The author of that article explicitly
mentions the failed car bomb in New Delhi and an
incident in Tbilisi in order to assert that they
"serve as a warning sign that [Baku] could be
witness to similar, if not worse, troubles
threatening [Azerbaijan's] peace and tranquility
if it continues to favor Iran's adversaries".
Still more striking, he writes: "Tehran's
ruling elite may resort to offensive measures
inside[!!] Azerbaijan, ... scaring energy
investors, and thus introducing economic
hardship"; and again, Iran "retaliat[es by] ...
sowing the seeds of instability in the South
Caucasus-South Caspian region"; and again, "Tehran
will take it to the next level and most likely
take action inside [the first "inside" was not a
mistake!] Azerbaijan."
Further facts could
be adduced to demonstrate how Baku, not Tehran,
has the right to be the aggrieved party between
the two; however, there are limits to the patience
that an author is entitled to expect of a reader.
Nevertheless, the facts already presented here
must surely make clear the perils of "reportage"
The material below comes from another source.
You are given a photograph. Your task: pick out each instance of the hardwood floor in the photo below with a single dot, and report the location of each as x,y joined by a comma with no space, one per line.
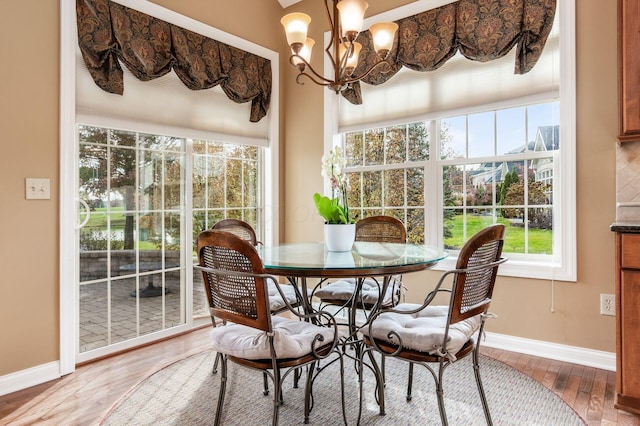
84,397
that only recites the views of one power in the
region, while trusting that readers far away lack
in-depth knowledge of it.
Such a
commentary as the one cited here, when it is
brought up against real and indisputable (and
documented) facts on the ground, is revealed as a
compendium of such shamelessly open threats as
have long characterized the Tehran regime, threats
that, when publicized in certain ways, may in turn
represent a signal for a terrorist mobilization by
agents already in place.
In that context,
it is worth noting that as recently as late
February, members of a terrorist cell created by
the Iranian Revolutionary Guards (Sepah) and the
Lebanese Hezbollah were arrested in Azerbaijan.